La risposta è semplice: per lo stesso motivo per cui i trattamenti con REAC sono curativi, molti disturbi e disordini regrediscono più o meno rapidamente e progressivamente ed i processi d’invecchiamento tendono a rallentare. La riorganizzazione degli eventi di bio-regolazione e autoguarigione, rende la REAC uno degli strumenti più potenti applicabili in ambito medico a scopo Preventivo. Ripetere cicli di Neuro-Ottimizzazione (NPPO), riavvicinano l’organismo alla sua naturale capacità allostatica (equilibrio ottimale) garantita da un Sistema Nervoso Centrale che potendosi “ripulire” sempre più in “profondità” dalla maggior parte delle memorie di adattamento disfunzionali (contenenti errori di adattamento) acquisite durante la vita, torna ad esprimere un più efficace e stabile funzionamento.
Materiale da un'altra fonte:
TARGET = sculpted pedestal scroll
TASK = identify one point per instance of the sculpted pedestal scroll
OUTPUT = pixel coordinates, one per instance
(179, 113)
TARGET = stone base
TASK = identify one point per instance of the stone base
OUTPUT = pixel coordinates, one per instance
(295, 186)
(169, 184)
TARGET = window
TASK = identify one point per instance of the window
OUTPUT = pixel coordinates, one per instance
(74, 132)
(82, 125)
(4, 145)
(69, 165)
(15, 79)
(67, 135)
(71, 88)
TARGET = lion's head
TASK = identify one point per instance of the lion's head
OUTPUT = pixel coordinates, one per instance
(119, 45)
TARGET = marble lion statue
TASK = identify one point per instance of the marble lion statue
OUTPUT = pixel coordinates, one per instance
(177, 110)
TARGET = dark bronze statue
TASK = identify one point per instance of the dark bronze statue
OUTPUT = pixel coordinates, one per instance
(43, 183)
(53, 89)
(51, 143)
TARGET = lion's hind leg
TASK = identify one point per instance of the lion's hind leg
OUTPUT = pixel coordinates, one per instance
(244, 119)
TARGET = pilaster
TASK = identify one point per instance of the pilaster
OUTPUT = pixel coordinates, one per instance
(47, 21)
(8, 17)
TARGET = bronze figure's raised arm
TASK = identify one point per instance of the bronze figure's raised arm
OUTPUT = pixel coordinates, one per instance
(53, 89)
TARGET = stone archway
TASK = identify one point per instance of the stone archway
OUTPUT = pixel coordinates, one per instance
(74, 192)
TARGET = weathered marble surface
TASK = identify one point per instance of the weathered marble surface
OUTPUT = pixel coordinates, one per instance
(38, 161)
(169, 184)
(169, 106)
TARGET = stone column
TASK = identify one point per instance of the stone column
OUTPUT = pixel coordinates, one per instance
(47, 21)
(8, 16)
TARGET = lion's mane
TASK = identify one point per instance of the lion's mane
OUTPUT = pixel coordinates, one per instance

Inoltre gli eventi di bio-regolazione e autoguarigione si generano secondo un “processo di apprendimento cellulare” che una volta acquisito e biologicamente strutturato, tende a durare nel tempo. Alcuni trattamenti di Neuro-Ottimizzazione (NPPO) si possono ripetere fino a tre volte l’anno, allo scopo di raggiungere il più presto possibile, quando necessario, il massimo livello di Ottimizzazione esprimibile dal Sistema Nervoso. La stima, molto approssimativa, del raggiungimento di tale “livello massimale” si calcola dividendo l’età del soggetto X 5, per una età media compresa tra i 30 e gli 80 anni, per calcolare il numero dei cicli necessari. Sotto i 30 anni, anche se i danni alle strutture biologiche sono usualmente più rari e meno gravi, il disordine funzionale resta comunque molto elevato, in quanto “il caos informazionale” si acquisisce già a livello neonatale ed infantile. In questo caso è più opportuno dividere l’età x 3 per ottenere il numero di cicli necessario. Sotto i 10 anni, si deve valutare caso per caso in rapporto al disturbo da curare o a scopo preventivo. Oltre gli 8o anni, la prognosi dipende molto dalle condizioni di salute residua e dal livello di compromissione dovuto a malattia. In ogni caso la cura dimostra spesso parziale possibilità di recupero ed una discreta efficacia preventiva.